The five stages of grief — denial, anger, bargaining, depression, acceptance — are one of the most well-known psychological frameworks and one of the most misunderstood. Elisabeth Kübler-Ross, who developed them in 1969 based on her work with dying patients, was explicit that these stages are not a linear progression that everyone moves through in order. They are a map of possible emotional territory, not a prescriptive itinerary.
Yet the cultural script around grief — particularly pregnancy and baby loss — tends to expect a kind of trajectory: acute grief, then gradual recovery, then acceptance, then moving on. When grief does not follow this script, people are often told, implicitly or explicitly, that they are doing it wrong.
What grief actually looks like
Grief is not linear. It comes in waves. A bereaved mother may feel functional for a period, and then be floored by grief at an unexpected moment — a pregnancy announcement, a due date, a baby item seen in a shop window. This does not indicate lack of progress. It indicates that loss is woven into the fabric of a life and continues to be felt throughout it.
Grief can coexist with other emotions: relief (when a loss followed a difficult diagnosis), guilt about the relief, joy in other areas of life, connection with others, a deepened appreciation for what remains. Feeling moments of happiness or laughter in the weeks following a loss is not a betrayal — it is the human capacity for complexity.
What unhelpful support looks like
"At least you know you can get pregnant." "Everything happens for a reason." "It wasn't meant to be." "You need to stay strong." "Have you thought about trying again?" These sentences all have in common that they move away from the pain rather than toward it. They offer comfort to the person speaking them more than to the person receiving them.
What genuinely helps
Presence without agenda: showing up, acknowledging the loss directly (saying the baby's name if they had one), and not trying to fix the grief.
Following the bereaved person's lead: some people want to talk about their loss; others do not.
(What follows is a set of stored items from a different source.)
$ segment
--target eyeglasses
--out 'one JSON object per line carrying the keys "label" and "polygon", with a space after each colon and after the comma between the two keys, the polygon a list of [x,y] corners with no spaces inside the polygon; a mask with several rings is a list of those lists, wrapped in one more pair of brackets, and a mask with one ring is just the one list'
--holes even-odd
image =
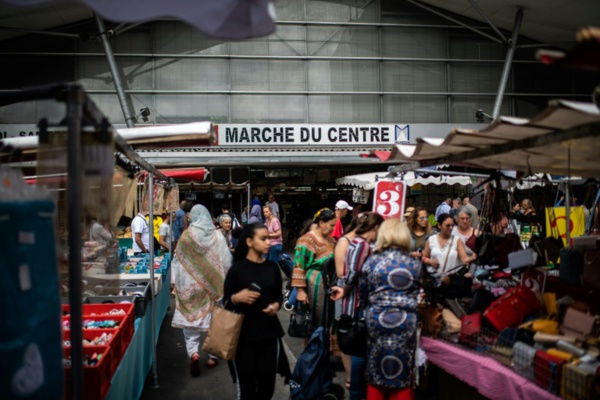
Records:
{"label": "eyeglasses", "polygon": [[419,217],[420,221],[427,221],[427,217]]}
{"label": "eyeglasses", "polygon": [[450,224],[450,225],[442,225],[444,228],[453,228],[454,224]]}
{"label": "eyeglasses", "polygon": [[471,217],[460,217],[459,219],[471,219]]}

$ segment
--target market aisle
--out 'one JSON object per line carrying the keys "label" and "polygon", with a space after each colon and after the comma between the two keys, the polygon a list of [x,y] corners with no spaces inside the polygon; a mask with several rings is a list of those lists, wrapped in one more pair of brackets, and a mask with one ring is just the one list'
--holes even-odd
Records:
{"label": "market aisle", "polygon": [[[175,302],[171,299],[171,306],[160,329],[158,338],[158,388],[153,388],[152,373],[146,379],[144,390],[141,395],[143,400],[187,400],[187,399],[235,399],[236,389],[231,380],[227,363],[220,361],[213,369],[205,366],[207,356],[200,355],[202,375],[192,378],[189,373],[188,358],[185,351],[185,342],[181,329],[171,327],[173,309]],[[289,324],[289,313],[282,310],[279,318],[284,329]],[[284,337],[284,343],[288,351],[290,368],[293,370],[296,357],[302,352],[303,340]],[[343,382],[340,365],[335,363],[337,376],[334,382]],[[283,379],[278,376],[273,400],[285,400],[289,398],[289,387],[283,384]]]}

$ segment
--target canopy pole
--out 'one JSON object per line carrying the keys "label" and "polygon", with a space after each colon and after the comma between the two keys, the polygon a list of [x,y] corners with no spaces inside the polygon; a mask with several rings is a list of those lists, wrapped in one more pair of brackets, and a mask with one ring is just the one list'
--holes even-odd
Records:
{"label": "canopy pole", "polygon": [[494,102],[494,111],[492,112],[492,119],[497,120],[500,116],[500,107],[502,106],[502,100],[504,100],[504,92],[506,91],[506,84],[508,82],[508,76],[510,75],[510,69],[512,67],[513,57],[515,55],[515,49],[517,47],[517,39],[519,38],[519,32],[521,31],[521,22],[523,21],[523,9],[519,8],[515,15],[515,23],[513,25],[512,35],[508,40],[508,51],[506,52],[506,58],[504,59],[504,68],[502,69],[502,76],[500,77],[500,85],[498,86],[498,93],[496,94],[496,101]]}
{"label": "canopy pole", "polygon": [[67,126],[67,226],[69,228],[69,311],[71,314],[71,398],[83,399],[83,305],[81,304],[81,120],[85,94],[68,86]]}
{"label": "canopy pole", "polygon": [[148,269],[150,271],[150,298],[152,299],[152,388],[158,388],[158,368],[156,366],[156,293],[154,293],[154,174],[148,172],[148,229],[150,230],[150,262]]}
{"label": "canopy pole", "polygon": [[154,380],[153,388],[158,388],[158,369],[156,367],[156,293],[154,293],[154,174],[148,171],[148,228],[150,230],[149,250],[150,262],[148,270],[150,272],[150,299],[152,301],[152,378]]}
{"label": "canopy pole", "polygon": [[565,232],[567,234],[567,246],[571,247],[571,190],[569,188],[569,179],[571,178],[571,148],[567,148],[567,168],[569,169],[567,179],[565,179]]}

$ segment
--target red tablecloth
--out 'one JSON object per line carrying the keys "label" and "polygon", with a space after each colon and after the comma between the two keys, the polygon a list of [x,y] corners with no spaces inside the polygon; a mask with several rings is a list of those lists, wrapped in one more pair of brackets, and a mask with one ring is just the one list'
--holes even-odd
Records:
{"label": "red tablecloth", "polygon": [[430,362],[492,400],[560,399],[493,358],[427,337],[421,347]]}

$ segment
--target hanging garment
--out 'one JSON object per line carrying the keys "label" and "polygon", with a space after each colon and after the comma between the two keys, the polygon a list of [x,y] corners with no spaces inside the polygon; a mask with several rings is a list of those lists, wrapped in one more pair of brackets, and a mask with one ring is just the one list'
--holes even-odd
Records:
{"label": "hanging garment", "polygon": [[0,393],[58,399],[63,391],[55,205],[0,202]]}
Asking "do you want to talk about it, or would you rather I just keep you company?" gives them agency.
Sustained, practical support: grief does not resolve in a fortnight. Practical help — meals, childcare, household tasks — several weeks after the loss is often more helpful than cards in the immediate aftermath.
For the mother herself
There is no right way to grieve. There is no timeline. There is no measure of appropriate sorrow. Your grief is yours, in whatever form it takes, for however long it takes.